Countless cultures and species were blown off the stage by climate shifts.  Finlayson insists that luck may be the most important factor in the evolutionary process.  Oddly, if luck had made Neanderthals the winners, and they had the good manners not to invent psych meds and cell phones, and the world of today was an incredible paradise — we’d still be long overdue for a turbulent climate shift.

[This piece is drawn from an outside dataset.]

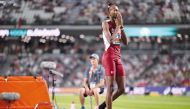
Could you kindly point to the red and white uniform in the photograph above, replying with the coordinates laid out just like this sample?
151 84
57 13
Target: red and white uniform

Reading this book, I was impressed by the incredible resilience of life.  Over and over again, forest ecosystems were wiped out and replaced with treeless ecosystems that later changed back to forest ecosystems.  Countless species disappeared in this exciting tilt-a-whirl ride of climate shifts, and countless species adapted and evolved.  Our ancestors nearly died out 73,500 years ago, following the Mount Toba eruption.  A few thousand survived.  Today we’re at seven-point-something billion.

This is a small book, but it is jammed with information.  We really can’t know who we are, and where we came from, if we don’t understand the turbulent sagas of the Ice Ages.  The end of our entire way of life is just a climate shift away.  In the past, it was a zigzag between cold and warm.  Future zigzags seem likely to be between warm and roasting.  Hang on to yer arses, and the best of luck to ye!

Finlayson, Clive, The Humans Who Went Extinct — Why Neanderthals Died Out And We Survived, Oxford University Press, New York, 2009.

2 comments:

Anonymous said...

i reccomend you watch First Footprints, 4 part doco on Aboriginal Australians who were not hunter gatherers but had a sophisticated way of working with nature for food and ecological conservation, for the last 60,000 years.

What Is Sustainable said...

Thanks! I'll take a look when I have time.